Qu’en est-il de la mémoire autobiographique, dont on met souvent les caprices sur le compte du vieillissement? «Les études montrent qu’on conserve généralement beaucoup de souvenirs des événements qui se sont déroulés avant nos 30 ans. Puis, il y a un vide relatif concernant la période 30–60 ans, après quoi les souvenirs redeviennent vifs», commente la professeure. Selon elle, «il y a peut-être une bonne raison» à ce trou de plusieurs décennies: «C’est le moment de la vie qui comporte le plus d’éléments répétitifs, donc il serait inutile de les stocker tous.» Valérie Camos va plus loin: «Dans nos sociétés occidentales, on se plaint constamment d’oublier des choses. Or, l’oubli n’est pas négatif en soi, car il permet d’alléger le système, de laisser la place à d’autres informations et de retrouver ces dernières plus rapidement. Imaginez que vous vous souveniez de la moindre tache sur une robe…» Autre avantage de la perte de souvenirs: elle permet de ne pas avoir à revivre certaines situations désagréables. Reste que cette crainte de l’oubli montre «à quel point les attentes sociales sont fortes sur les performances intellectuelles, mémoire y compris», analyse la chercheuse.
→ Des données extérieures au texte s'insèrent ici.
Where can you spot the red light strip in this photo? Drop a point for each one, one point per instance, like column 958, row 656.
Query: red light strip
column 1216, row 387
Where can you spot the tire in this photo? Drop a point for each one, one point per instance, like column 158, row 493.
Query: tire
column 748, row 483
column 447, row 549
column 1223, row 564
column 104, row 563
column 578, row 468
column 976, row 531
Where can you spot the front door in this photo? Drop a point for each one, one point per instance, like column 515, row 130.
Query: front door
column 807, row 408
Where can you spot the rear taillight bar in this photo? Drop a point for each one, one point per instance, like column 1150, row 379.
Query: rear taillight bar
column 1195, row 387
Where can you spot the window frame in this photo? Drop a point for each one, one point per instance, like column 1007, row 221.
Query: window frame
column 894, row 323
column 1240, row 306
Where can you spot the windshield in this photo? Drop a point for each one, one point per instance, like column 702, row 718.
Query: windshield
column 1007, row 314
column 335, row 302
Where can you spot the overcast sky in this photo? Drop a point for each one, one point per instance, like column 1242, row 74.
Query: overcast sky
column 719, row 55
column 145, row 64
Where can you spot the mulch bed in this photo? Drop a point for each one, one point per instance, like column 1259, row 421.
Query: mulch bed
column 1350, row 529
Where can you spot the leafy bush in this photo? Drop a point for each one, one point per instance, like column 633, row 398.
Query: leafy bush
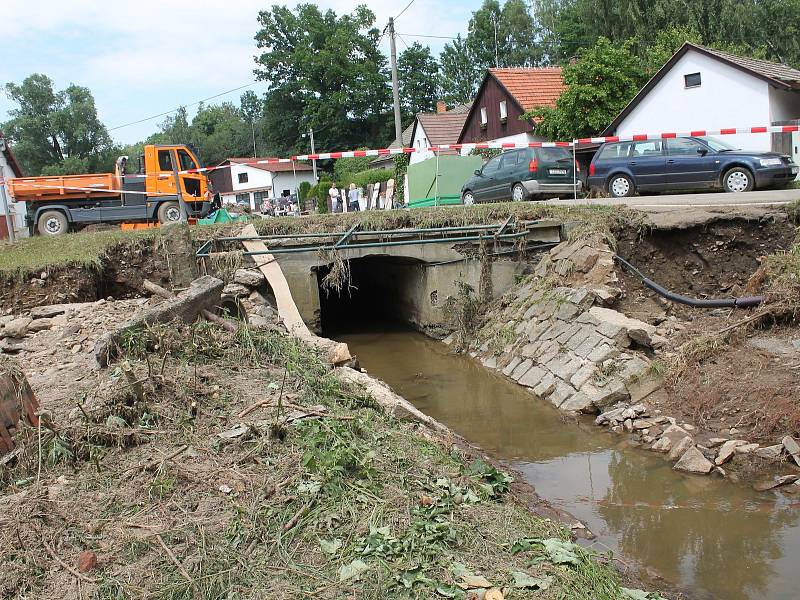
column 364, row 178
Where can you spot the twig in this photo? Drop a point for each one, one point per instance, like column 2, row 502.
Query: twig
column 297, row 516
column 176, row 562
column 56, row 558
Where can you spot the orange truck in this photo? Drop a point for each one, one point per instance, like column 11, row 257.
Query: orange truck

Dans la foulée, «on assiste actuellement à l’augmentation de la pression commerciale sur le développement de méthodes censées entraîner la mémoire». Valérie Camos rapporte que, jusqu’à présent, toutes les recherches menées sur ces méthodes ont démontré leur inefficacité. «Ce que l’on sait par contre, c’est qu’une vie saine, comprenant des contacts sociaux réguliers, permet de subir moins de déficits cognitifs.» En effet, le fait de jongler entre les rendez-vous ou encore de jouer aux cartes permet d’entretenir la mémoire, ou plutôt les mémoires. Comme quoi les soirées bridge entre retraités ont encore de beaux jours devant elles.

 

Professeure de psychologie cognitive depuis 2010 à l’Université de Fribourg, Valérie Camos est une spécialiste de la mémoire de travail. Elle participe actuellement à une importante recherche internationale financée par un fonds britannique, l’étude WOMAAC (Working memory across the adult lifespan: An adver­sarial collaboration). Trois équipes (une écossaise, une américaine et une suisse) explorent les trois modèles explicatifs de fonctionnement de ce type de mémoire. Associée au Professeur Pierre Barrouillet, de l’Université de Genève, Valérie Camos se consacre au TBRS (Time-based resource sharing model). «Nous étudions les interactions entre notre environnement, nos connaissances et leur traitement.» Ce projet, qui a démarré cette année, court jusqu’en 2020.